I expected more of this logic when we assembled in our cell meeting. A lot more. What could you expect from people who weren’t even sure what wild animals lived on their own native world? What did the concept of “alien” mean to them, anyway? Cerberan or Charonese was as alien as they could probably think. The idea that somebody, somewhere, could or would give an order and be willing and able to blow up a world was incomprehensibly abstract. I suspected that the Opposition leader had his hands full. I could tell just from his accent that he was a transportee himself, probably from the civilized worlds. His fancy, wood-paneled office wasn’t in the Medusan style, at least none I’d ever seen, leading to the inescapable conclusion that our leaders were Cerberan or Charonese, not Medusan. That would also be the ultimate conclusion of the group, I knew—and would cause even more intense anti-leadership feelings. For the first time these play rebels were being asked to do something, possibly to put their lives on the line, and they would do anything to avoid that.

Our, group was going out, and I jumped down and helped Ching down as well. We turned and followed the others, bringing up the rear of the group. I moved only a few paces outside the door when I stopped and ducked back inside. Ching, startled, looked at me. “What’s the matter?”

“TMS!” I shouted so that everybody could hear. “It’s a trap!”

The monitors also heard my echoed warning, because there was the sudden sound of an amplified official voice. “This is TMS! Everyone inside that room will come out, one by one, hands on heads, starting exactly one minute from now! We will gas anyone left after the rest have emerged, so there is no reason to hold back. You are trapped, and there is no way out. You have fifty seconds!”

Ching looked at me, scared and confused. “What will we do?”

I peered back out the door and saw perhaps a dozen agents, lined up on both sides of the catwalk about ten meters on either side of the temporary bridge. I had never seen TMS monitors armed with anything more lethal than a night stick, but these held very familiar-looking laser weapons.

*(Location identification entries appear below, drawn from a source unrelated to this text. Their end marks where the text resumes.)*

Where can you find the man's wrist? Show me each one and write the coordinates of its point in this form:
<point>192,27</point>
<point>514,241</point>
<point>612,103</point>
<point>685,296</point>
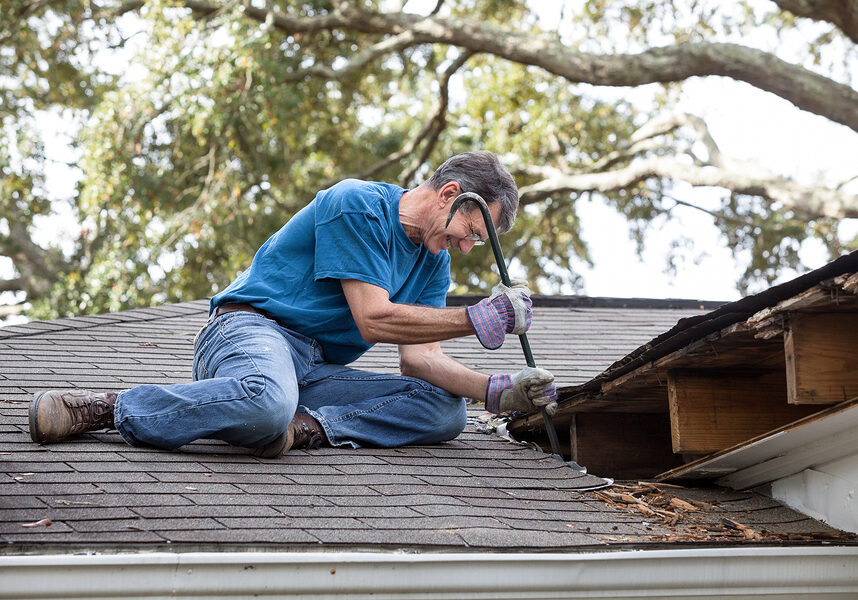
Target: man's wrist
<point>495,387</point>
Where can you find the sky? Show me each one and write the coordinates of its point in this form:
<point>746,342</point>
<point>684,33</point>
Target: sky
<point>746,123</point>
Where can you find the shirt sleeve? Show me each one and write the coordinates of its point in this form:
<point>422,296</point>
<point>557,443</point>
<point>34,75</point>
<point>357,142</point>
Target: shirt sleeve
<point>352,245</point>
<point>435,292</point>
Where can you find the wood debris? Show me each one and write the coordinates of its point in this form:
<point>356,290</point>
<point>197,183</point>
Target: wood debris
<point>694,521</point>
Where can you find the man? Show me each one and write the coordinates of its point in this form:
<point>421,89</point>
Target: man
<point>363,263</point>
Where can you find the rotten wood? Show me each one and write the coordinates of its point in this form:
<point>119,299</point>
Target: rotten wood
<point>623,445</point>
<point>821,351</point>
<point>711,410</point>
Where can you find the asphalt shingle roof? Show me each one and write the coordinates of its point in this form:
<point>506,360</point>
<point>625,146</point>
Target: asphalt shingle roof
<point>478,491</point>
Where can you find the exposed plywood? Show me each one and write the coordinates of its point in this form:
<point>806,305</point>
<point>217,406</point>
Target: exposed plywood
<point>622,445</point>
<point>712,410</point>
<point>821,351</point>
<point>821,437</point>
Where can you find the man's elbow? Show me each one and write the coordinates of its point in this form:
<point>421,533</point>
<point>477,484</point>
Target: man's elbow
<point>371,328</point>
<point>415,364</point>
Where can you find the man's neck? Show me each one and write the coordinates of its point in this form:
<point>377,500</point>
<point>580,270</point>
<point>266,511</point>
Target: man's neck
<point>413,213</point>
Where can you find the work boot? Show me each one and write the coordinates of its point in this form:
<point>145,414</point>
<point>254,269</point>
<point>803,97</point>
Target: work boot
<point>57,414</point>
<point>303,432</point>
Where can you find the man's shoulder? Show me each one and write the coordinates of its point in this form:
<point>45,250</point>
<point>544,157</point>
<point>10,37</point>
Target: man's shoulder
<point>359,191</point>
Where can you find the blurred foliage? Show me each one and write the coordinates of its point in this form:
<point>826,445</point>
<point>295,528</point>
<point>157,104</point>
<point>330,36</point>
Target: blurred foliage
<point>214,135</point>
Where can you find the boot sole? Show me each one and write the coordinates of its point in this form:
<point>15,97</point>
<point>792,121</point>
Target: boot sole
<point>34,412</point>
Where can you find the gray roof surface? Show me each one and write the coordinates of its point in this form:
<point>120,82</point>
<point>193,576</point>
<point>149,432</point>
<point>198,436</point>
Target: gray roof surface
<point>476,492</point>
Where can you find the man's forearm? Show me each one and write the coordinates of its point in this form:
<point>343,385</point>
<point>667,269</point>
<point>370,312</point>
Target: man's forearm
<point>412,324</point>
<point>440,370</point>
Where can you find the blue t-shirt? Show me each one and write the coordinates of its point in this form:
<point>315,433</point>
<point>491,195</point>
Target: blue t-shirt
<point>349,231</point>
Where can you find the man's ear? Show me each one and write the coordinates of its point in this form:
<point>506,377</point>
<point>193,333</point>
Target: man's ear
<point>449,192</point>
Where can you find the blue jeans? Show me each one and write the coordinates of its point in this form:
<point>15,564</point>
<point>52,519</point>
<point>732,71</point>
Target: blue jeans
<point>250,377</point>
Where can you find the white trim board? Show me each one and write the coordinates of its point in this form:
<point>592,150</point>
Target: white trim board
<point>826,436</point>
<point>735,573</point>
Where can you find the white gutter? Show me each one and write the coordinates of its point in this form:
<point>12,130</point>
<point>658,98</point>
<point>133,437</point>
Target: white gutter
<point>793,572</point>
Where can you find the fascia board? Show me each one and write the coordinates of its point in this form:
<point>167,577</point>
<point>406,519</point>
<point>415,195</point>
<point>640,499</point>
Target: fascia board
<point>747,572</point>
<point>783,453</point>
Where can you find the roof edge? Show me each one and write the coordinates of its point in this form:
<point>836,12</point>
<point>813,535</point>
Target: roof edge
<point>540,300</point>
<point>790,572</point>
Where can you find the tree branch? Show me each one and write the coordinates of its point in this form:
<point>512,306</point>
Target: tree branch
<point>842,13</point>
<point>805,89</point>
<point>13,285</point>
<point>739,179</point>
<point>439,120</point>
<point>360,60</point>
<point>11,309</point>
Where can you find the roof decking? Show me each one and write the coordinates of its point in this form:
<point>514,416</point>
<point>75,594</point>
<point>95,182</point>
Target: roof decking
<point>744,371</point>
<point>478,491</point>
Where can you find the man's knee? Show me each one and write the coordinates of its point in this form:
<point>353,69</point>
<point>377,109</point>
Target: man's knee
<point>453,418</point>
<point>270,408</point>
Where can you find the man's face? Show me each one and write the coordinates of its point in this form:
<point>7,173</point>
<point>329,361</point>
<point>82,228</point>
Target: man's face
<point>465,231</point>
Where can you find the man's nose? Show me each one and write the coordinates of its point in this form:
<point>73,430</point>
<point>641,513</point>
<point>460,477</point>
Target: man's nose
<point>466,246</point>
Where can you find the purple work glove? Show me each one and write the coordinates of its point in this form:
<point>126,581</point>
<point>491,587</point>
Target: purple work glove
<point>528,390</point>
<point>507,310</point>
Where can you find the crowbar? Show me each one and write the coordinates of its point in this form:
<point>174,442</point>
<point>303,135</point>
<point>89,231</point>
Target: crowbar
<point>525,345</point>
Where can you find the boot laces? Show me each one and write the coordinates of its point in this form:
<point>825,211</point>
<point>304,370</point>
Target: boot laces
<point>89,412</point>
<point>307,437</point>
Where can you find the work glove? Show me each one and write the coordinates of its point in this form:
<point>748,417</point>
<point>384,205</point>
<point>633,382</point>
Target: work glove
<point>507,310</point>
<point>528,390</point>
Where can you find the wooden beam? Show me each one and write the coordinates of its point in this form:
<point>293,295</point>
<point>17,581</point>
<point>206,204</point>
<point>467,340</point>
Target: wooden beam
<point>711,410</point>
<point>821,352</point>
<point>622,445</point>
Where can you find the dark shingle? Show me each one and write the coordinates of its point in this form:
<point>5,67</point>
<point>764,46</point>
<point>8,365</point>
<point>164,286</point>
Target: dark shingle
<point>477,492</point>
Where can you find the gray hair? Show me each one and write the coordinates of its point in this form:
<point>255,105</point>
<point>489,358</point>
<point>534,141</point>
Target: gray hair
<point>481,172</point>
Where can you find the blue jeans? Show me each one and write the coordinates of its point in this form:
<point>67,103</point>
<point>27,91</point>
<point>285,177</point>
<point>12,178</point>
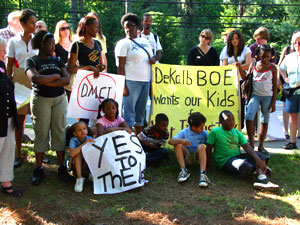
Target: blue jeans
<point>255,101</point>
<point>156,155</point>
<point>135,103</point>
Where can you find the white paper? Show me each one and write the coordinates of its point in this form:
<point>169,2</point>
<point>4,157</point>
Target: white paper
<point>22,95</point>
<point>116,161</point>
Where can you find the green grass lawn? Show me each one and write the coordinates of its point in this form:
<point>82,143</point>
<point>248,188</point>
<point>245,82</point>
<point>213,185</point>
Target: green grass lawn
<point>228,200</point>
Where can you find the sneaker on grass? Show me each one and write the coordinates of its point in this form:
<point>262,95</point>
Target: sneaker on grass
<point>183,175</point>
<point>204,181</point>
<point>266,185</point>
<point>79,184</point>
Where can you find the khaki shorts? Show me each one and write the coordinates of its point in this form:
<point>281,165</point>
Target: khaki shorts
<point>20,77</point>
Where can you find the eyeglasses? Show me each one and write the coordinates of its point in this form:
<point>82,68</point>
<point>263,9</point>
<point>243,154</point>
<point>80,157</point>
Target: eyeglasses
<point>64,28</point>
<point>206,38</point>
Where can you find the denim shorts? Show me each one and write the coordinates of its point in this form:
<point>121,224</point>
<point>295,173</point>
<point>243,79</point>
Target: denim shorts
<point>230,167</point>
<point>135,103</point>
<point>292,104</point>
<point>264,103</point>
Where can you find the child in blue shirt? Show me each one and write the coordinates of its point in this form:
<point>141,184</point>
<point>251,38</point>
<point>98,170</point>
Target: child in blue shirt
<point>80,132</point>
<point>189,143</point>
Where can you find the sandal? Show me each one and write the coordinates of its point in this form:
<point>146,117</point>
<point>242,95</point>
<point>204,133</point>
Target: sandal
<point>14,192</point>
<point>287,136</point>
<point>263,151</point>
<point>290,146</point>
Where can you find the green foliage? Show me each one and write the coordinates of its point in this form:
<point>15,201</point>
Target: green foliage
<point>177,33</point>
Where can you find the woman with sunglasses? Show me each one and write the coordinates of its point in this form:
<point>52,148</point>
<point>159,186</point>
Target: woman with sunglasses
<point>290,70</point>
<point>235,52</point>
<point>85,53</point>
<point>203,54</point>
<point>63,40</point>
<point>48,102</point>
<point>100,37</point>
<point>18,49</point>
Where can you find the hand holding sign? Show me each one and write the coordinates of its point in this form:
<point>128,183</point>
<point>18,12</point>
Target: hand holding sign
<point>117,162</point>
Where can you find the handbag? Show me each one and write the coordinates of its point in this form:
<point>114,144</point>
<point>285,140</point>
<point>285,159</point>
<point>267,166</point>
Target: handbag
<point>73,75</point>
<point>247,85</point>
<point>288,91</point>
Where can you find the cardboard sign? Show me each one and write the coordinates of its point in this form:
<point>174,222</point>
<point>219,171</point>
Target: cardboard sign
<point>180,90</point>
<point>88,93</point>
<point>117,162</point>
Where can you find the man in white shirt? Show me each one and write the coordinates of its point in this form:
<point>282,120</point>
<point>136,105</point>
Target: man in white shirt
<point>152,38</point>
<point>40,25</point>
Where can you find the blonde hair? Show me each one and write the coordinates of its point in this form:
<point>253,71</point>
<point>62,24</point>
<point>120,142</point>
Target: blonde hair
<point>294,38</point>
<point>57,36</point>
<point>262,32</point>
<point>207,33</point>
<point>2,43</point>
<point>13,15</point>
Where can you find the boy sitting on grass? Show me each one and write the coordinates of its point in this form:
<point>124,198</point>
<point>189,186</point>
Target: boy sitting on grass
<point>226,142</point>
<point>153,137</point>
<point>189,146</point>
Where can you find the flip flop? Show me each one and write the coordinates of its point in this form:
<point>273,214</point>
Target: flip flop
<point>263,151</point>
<point>14,192</point>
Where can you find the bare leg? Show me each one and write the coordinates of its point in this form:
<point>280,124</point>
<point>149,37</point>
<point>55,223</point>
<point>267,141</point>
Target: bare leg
<point>201,156</point>
<point>285,117</point>
<point>250,131</point>
<point>39,158</point>
<point>137,129</point>
<point>60,157</point>
<point>19,134</point>
<point>293,126</point>
<point>180,152</point>
<point>262,135</point>
<point>78,164</point>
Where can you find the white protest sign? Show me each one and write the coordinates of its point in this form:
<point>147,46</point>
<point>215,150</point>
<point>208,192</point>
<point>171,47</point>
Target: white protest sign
<point>117,162</point>
<point>22,95</point>
<point>88,93</point>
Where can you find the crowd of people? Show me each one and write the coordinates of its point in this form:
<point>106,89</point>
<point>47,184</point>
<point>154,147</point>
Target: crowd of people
<point>47,63</point>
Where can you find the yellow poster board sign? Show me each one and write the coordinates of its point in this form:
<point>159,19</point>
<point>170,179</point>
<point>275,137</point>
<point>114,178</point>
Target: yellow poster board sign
<point>179,91</point>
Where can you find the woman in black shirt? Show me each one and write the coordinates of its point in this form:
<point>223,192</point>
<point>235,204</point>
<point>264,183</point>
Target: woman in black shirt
<point>203,54</point>
<point>48,103</point>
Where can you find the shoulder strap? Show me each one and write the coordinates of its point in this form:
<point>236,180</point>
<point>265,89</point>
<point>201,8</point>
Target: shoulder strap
<point>288,50</point>
<point>200,51</point>
<point>155,38</point>
<point>140,47</point>
<point>77,50</point>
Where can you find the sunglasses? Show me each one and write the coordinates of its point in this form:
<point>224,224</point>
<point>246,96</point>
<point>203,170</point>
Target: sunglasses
<point>206,38</point>
<point>64,28</point>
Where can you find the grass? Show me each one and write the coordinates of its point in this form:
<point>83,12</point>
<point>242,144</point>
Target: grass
<point>228,200</point>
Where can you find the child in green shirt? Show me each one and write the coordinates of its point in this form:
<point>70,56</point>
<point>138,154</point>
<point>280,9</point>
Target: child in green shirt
<point>226,142</point>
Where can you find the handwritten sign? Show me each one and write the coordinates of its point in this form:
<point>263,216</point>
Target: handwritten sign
<point>117,162</point>
<point>181,90</point>
<point>88,93</point>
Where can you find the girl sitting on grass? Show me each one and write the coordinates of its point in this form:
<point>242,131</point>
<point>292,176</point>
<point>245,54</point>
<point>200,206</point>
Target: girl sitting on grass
<point>111,121</point>
<point>80,137</point>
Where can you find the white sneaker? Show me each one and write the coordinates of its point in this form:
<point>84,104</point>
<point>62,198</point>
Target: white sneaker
<point>183,175</point>
<point>79,184</point>
<point>204,181</point>
<point>267,186</point>
<point>91,178</point>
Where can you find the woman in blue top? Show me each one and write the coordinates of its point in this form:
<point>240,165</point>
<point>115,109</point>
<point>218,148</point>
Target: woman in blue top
<point>290,70</point>
<point>48,102</point>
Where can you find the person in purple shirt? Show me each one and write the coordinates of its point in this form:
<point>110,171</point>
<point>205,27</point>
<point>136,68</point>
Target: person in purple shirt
<point>261,36</point>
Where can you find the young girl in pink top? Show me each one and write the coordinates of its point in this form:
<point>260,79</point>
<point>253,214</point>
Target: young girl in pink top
<point>111,121</point>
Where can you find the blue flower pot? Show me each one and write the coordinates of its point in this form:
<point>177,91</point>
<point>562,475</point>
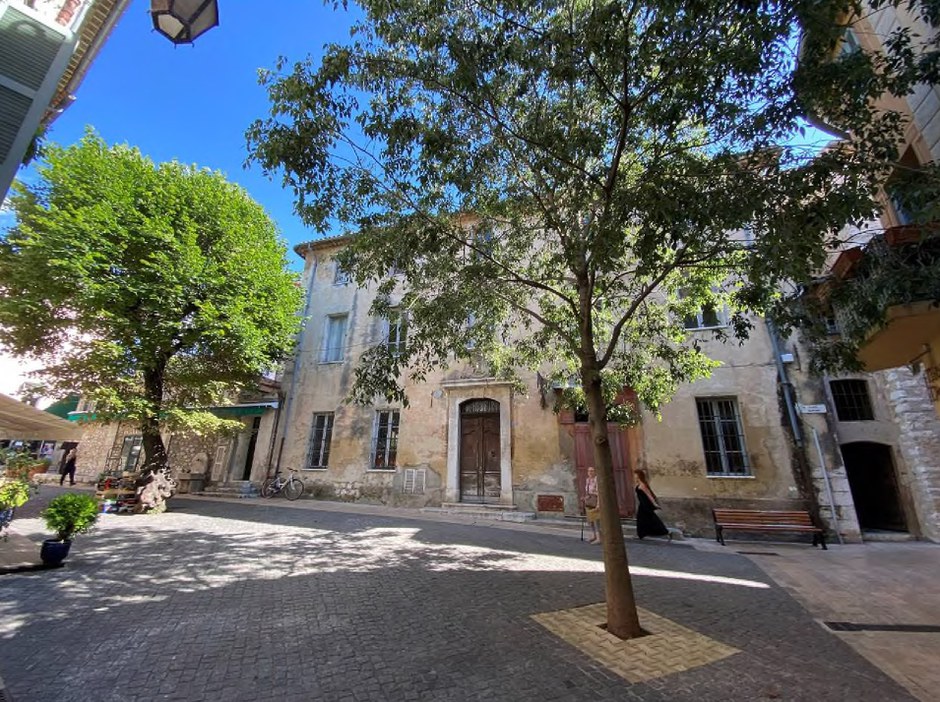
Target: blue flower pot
<point>53,552</point>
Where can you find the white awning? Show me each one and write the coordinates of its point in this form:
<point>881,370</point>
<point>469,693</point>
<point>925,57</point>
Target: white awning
<point>20,421</point>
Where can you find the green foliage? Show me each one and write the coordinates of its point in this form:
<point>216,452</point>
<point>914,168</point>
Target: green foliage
<point>13,493</point>
<point>70,515</point>
<point>149,288</point>
<point>613,155</point>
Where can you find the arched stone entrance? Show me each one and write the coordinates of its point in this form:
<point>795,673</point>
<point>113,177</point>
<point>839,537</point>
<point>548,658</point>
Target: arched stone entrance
<point>874,484</point>
<point>480,479</point>
<point>496,432</point>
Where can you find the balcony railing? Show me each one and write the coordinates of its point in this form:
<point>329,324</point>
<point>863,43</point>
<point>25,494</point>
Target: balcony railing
<point>899,267</point>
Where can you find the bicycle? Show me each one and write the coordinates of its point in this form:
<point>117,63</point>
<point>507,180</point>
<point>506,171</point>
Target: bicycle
<point>292,486</point>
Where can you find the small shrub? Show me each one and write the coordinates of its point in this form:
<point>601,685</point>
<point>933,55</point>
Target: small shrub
<point>70,515</point>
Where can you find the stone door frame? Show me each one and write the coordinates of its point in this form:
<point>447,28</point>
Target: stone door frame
<point>458,391</point>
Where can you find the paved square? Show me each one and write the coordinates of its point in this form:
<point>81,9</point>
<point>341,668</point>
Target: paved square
<point>668,648</point>
<point>265,600</point>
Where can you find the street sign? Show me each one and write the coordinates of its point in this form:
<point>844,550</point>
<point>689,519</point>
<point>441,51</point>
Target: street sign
<point>810,409</point>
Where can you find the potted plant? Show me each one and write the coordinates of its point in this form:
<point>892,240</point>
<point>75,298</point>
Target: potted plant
<point>67,515</point>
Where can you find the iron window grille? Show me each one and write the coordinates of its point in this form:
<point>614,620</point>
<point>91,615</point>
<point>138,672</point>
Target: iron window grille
<point>318,457</point>
<point>851,400</point>
<point>385,440</point>
<point>722,436</point>
<point>341,276</point>
<point>334,339</point>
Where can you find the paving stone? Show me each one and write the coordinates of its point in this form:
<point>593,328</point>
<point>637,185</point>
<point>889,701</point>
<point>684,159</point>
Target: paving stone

I turned back to Ching and lowered my voice. “Now, listen carefully. I’m going to try and bluff us out of here with Hocrow’s name. At the very least that should get us taken to her.” I turned and looked at the remaining Opposition members in the room. Most had their hoods off and defeat registered all over their faces and in their mannerisms. They were sheep who’d do what they were told, like good little children, now that they’d been caught.

“Thirty seconds!”

“Damn!” I swore. “No, that Hocrow thing won’t work except as a diversion. She’s got to be behind this, at least partly. That means I’m no longer useful to her. We’ll get psyched with the sheep. We’ve got to escape.”

“Twenty seconds!”

“Escape? How?” Ching’s whole expression showed that the very concept was alien to her. On Medusa, you were raised from birth to believe that there was no escape.

“I’m going to get one of those guns, then go over the rail into the sewer. Follow me if you want, but it’s gonna be rough.”

“Ten seconds!”

“But—where can we go?”

“Only one place. It’s that or the Goodtime Girls, love. Ready?”

She nodded.

“Come out now!”

I walked out, hands above my head, and Ching followed. The rest of the cell walked behind us, looking very dejected. I could now see the others who’d gone before us lined up on both sides, and I couldn’t help but be disgusted at the sight. Not a single weapon was aimed at them; in fact, nobody was even looking at them.’ Yet there they stood, hands meekly over heads, waiting for the rest of the sheep. Well, by God, they had one rabid dog in this bunch. Still, I couldn’t believe that these were the shock troops of a real rebellion. If they had any guts or weren’t so completely conditioned by their society, they could have easily taken all those TMS agents and their weapons. Escape? Where? Rule one: first escape, then go where they aren’t.

Thanks to the illuminated stripes on its top, you could see a pretty long ways up and down the pipe, and the dozen TMS agents were all I saw. Only two on each side held laser weapons, short rifles from the looks of them.